Don't you just love it when people attempt to manufacture hypocrisy out of thin air? You may _want_ to believe this, your myopic world view may even _require_ you to believe this, but in reality there is no idealogical link between those who choose to defend their civil liberties in an era of social indifference and those who cry for a police state response to the inherent insecurities of living in a truly free society. You simply made it up.


----------



## CNW (Jul 15, 2010)

Its not possible for us or anyone to live in a truly free society. It just isn't possible. Like I said before we pick our battles and if this makes you feel that you are "making a difference" then that is your reality and I'll end it with that.


----------



## Devil's Advocate (Jul 15, 2010)

Just admit you made it up and we can call it a day. No unexplained philosophical retort required.


----------



## Ryan (Jul 15, 2010)

daxomni said:


> CNW said:
> 
> 
> > These are also the folks who will scream the loudest if something happens to jeopardize their safety.
> ...


The Tea Party and the rest of the extreme right called and would like to disagree with you. Purported to be the defenders of the Constitution, but only for "real Americans".


----------



## GG-1 (Jul 15, 2010)

Aloha

Seems it is time to say Count to 10, Show some Aloha, and relax. OK If there is more bickering one of us will close this thread.


----------



## leemell (Jul 15, 2010)

Choo Choo said:


> leemell said:
> 
> 
> > Choo Choo said:
> ...



"Accordingly, we hold that the stops and questioning at issue may be made in the absence of any individualized suspicion..." U.S. Supreme Court UNITED STATES v. MARTINEZ-FUERTE, 428 U.S. 543 (1976) 428 U.S. 543

"At issue" was in part the questioning about legal residence.

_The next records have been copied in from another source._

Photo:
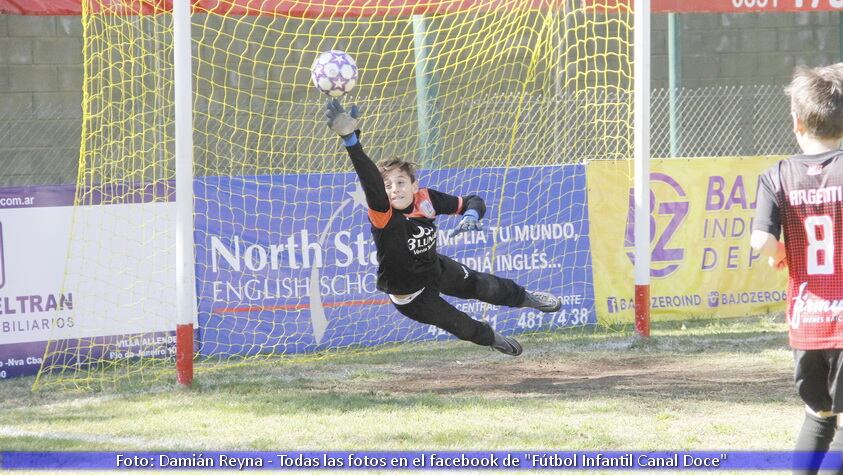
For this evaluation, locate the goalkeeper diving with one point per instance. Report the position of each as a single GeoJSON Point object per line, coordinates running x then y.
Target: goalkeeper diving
{"type": "Point", "coordinates": [410, 270]}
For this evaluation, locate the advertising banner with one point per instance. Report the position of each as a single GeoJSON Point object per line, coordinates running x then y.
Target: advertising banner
{"type": "Point", "coordinates": [700, 223]}
{"type": "Point", "coordinates": [91, 296]}
{"type": "Point", "coordinates": [287, 263]}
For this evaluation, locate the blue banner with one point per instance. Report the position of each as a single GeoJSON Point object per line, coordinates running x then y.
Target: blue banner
{"type": "Point", "coordinates": [424, 460]}
{"type": "Point", "coordinates": [286, 264]}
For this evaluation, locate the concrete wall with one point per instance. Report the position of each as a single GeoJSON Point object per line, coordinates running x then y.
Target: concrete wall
{"type": "Point", "coordinates": [40, 99]}
{"type": "Point", "coordinates": [746, 48]}
{"type": "Point", "coordinates": [41, 75]}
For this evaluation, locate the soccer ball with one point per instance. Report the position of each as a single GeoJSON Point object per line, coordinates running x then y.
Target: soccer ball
{"type": "Point", "coordinates": [334, 73]}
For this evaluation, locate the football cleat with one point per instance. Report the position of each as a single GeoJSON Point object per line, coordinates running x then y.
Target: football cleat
{"type": "Point", "coordinates": [544, 301]}
{"type": "Point", "coordinates": [507, 345]}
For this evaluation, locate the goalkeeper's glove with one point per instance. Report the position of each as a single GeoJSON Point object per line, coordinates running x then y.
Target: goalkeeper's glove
{"type": "Point", "coordinates": [470, 222]}
{"type": "Point", "coordinates": [342, 122]}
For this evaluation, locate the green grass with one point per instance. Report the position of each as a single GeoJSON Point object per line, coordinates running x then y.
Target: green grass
{"type": "Point", "coordinates": [694, 385]}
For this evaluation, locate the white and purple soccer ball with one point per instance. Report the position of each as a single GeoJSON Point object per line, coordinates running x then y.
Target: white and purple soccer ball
{"type": "Point", "coordinates": [334, 73]}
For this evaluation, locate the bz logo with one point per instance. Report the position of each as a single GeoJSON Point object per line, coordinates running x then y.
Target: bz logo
{"type": "Point", "coordinates": [663, 260]}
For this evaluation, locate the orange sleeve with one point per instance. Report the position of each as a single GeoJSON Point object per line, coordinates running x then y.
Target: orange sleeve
{"type": "Point", "coordinates": [379, 219]}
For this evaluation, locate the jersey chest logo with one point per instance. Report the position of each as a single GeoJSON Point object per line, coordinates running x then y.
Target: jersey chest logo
{"type": "Point", "coordinates": [815, 169]}
{"type": "Point", "coordinates": [421, 240]}
{"type": "Point", "coordinates": [426, 208]}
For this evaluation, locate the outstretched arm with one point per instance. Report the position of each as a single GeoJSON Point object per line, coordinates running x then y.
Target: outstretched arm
{"type": "Point", "coordinates": [473, 203]}
{"type": "Point", "coordinates": [766, 226]}
{"type": "Point", "coordinates": [345, 125]}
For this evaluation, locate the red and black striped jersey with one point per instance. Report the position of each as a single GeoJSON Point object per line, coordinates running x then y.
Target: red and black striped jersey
{"type": "Point", "coordinates": [803, 197]}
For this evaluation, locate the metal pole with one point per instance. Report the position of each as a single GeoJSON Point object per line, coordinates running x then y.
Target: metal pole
{"type": "Point", "coordinates": [185, 268]}
{"type": "Point", "coordinates": [674, 61]}
{"type": "Point", "coordinates": [427, 92]}
{"type": "Point", "coordinates": [641, 138]}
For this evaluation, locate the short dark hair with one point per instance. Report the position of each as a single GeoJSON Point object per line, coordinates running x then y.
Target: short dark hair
{"type": "Point", "coordinates": [816, 97]}
{"type": "Point", "coordinates": [388, 164]}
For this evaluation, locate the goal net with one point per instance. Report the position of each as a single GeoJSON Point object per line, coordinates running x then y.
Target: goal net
{"type": "Point", "coordinates": [504, 99]}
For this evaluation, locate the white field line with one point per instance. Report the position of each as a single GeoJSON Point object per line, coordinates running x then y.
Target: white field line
{"type": "Point", "coordinates": [123, 442]}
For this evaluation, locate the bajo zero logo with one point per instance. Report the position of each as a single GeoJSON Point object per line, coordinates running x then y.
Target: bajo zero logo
{"type": "Point", "coordinates": [664, 260]}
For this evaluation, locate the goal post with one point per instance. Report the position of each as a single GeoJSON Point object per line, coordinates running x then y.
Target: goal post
{"type": "Point", "coordinates": [641, 137]}
{"type": "Point", "coordinates": [203, 131]}
{"type": "Point", "coordinates": [186, 309]}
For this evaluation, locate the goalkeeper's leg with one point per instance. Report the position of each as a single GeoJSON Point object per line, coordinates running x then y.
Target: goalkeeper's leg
{"type": "Point", "coordinates": [458, 280]}
{"type": "Point", "coordinates": [429, 307]}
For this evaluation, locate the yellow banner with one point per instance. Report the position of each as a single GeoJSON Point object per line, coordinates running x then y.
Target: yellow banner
{"type": "Point", "coordinates": [701, 219]}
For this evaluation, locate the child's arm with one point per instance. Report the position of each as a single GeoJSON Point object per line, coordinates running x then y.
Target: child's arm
{"type": "Point", "coordinates": [471, 207]}
{"type": "Point", "coordinates": [766, 226]}
{"type": "Point", "coordinates": [345, 125]}
{"type": "Point", "coordinates": [767, 245]}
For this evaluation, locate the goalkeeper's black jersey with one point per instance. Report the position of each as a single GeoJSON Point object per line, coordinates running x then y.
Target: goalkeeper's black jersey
{"type": "Point", "coordinates": [406, 240]}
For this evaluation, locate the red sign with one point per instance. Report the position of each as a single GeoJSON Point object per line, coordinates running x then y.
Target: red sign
{"type": "Point", "coordinates": [743, 6]}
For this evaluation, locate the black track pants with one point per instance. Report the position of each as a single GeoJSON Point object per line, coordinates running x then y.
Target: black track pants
{"type": "Point", "coordinates": [458, 280]}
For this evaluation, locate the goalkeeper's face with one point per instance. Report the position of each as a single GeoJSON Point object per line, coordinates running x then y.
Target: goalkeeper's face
{"type": "Point", "coordinates": [400, 188]}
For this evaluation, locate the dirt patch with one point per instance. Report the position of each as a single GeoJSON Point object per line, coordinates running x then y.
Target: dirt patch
{"type": "Point", "coordinates": [697, 376]}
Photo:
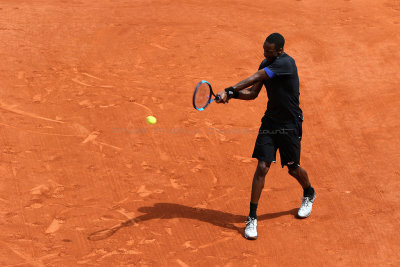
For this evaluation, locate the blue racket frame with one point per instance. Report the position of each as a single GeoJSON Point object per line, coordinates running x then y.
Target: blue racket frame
{"type": "Point", "coordinates": [209, 97]}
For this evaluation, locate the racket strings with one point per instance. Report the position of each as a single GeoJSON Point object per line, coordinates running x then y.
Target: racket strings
{"type": "Point", "coordinates": [202, 96]}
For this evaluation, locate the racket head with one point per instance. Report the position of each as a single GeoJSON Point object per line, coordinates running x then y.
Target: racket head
{"type": "Point", "coordinates": [202, 95]}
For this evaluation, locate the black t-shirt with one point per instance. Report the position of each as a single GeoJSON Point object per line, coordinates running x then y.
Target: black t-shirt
{"type": "Point", "coordinates": [282, 89]}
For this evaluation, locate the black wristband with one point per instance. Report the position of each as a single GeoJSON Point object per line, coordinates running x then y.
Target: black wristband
{"type": "Point", "coordinates": [231, 93]}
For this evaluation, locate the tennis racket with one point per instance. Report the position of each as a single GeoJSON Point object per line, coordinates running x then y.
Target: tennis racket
{"type": "Point", "coordinates": [203, 95]}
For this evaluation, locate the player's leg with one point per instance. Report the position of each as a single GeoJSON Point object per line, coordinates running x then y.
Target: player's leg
{"type": "Point", "coordinates": [289, 147]}
{"type": "Point", "coordinates": [300, 175]}
{"type": "Point", "coordinates": [259, 181]}
{"type": "Point", "coordinates": [250, 232]}
{"type": "Point", "coordinates": [264, 151]}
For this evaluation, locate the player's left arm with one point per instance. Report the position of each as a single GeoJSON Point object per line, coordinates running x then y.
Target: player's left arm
{"type": "Point", "coordinates": [257, 77]}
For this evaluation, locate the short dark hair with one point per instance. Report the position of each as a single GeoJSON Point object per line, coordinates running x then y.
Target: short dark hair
{"type": "Point", "coordinates": [277, 39]}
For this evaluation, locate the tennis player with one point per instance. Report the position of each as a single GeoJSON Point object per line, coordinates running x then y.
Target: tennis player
{"type": "Point", "coordinates": [281, 125]}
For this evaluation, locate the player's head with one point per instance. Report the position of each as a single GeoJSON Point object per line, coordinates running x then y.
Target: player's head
{"type": "Point", "coordinates": [273, 46]}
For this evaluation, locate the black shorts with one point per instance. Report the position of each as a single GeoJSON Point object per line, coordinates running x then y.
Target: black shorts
{"type": "Point", "coordinates": [283, 136]}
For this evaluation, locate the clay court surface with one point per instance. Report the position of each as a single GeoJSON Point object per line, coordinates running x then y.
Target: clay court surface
{"type": "Point", "coordinates": [78, 78]}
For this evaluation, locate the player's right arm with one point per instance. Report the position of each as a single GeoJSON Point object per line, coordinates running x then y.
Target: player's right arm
{"type": "Point", "coordinates": [251, 92]}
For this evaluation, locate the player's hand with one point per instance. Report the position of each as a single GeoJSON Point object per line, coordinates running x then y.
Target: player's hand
{"type": "Point", "coordinates": [223, 97]}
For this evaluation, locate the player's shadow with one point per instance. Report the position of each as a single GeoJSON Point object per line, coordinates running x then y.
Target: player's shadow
{"type": "Point", "coordinates": [167, 211]}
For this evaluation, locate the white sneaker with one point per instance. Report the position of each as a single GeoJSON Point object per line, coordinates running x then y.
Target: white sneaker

"...However, the law is quite clear that agents can interrogate any person who is an alien or who the agent believes to be an alien as to his right to be or remain in the United States. A refusal to answer could be construed as an articulabel fact supporting a level of suspicion to further investigate and possibly to arrest, depending on the totality of the circumstances at hand."

Not answering the legal residence question by the Border Patrol has been ruled by the USSC as the necessary reasonable suspicion to temporarily detain.


----------



## CNW (Jul 17, 2010)

daxomni said:


> Just admit you made it up and we can call it a day. No unexplained philosophical retort required.


The postings on this topic were OPINIONS. Yours, mine, and other peoples, we all have them. When I first joined the board I didn't realize certain topics would become so political. I get enough of policical controversy from other sources. I won't get caught up in discussions of this sort again, that was my mistake. In fact it has sort of spoiled the whole forum for me although I will continue to ride AMTRAK!


----------



## JayPea (Jul 17, 2010)

CNW said:


> [ When I first joined the board I didn't realize certain topics would become so political. I get enough of policical controversy from other sources. I won't get caught up in discussions of this sort again, that was my mistake. In fact it has sort of spoiled the whole forum for me although I will continue to ride AMTRAK!



HA! A kindred spirit! I'd like to see the political discussions that have absolutely NOTHING to do with Amtrak go away. But that won't happen so the best course of action is to avoid those posts.


----------



## MrFSS (Jul 17, 2010)

JayPea said:


> CNW said:
> 
> 
> > [ When I first joined the board I didn't realize certain topics would become so political. I get enough of political controversy from other sources. I won't get caught up in discussions of this sort again, that was my mistake. In fact it has sort of spoiled the whole forum for me although I will continue to ride AMTRAK!
> ...


And, that's what I tell folks who complain about what's on TV. They have a little switch right there on the front of the set that turns it off.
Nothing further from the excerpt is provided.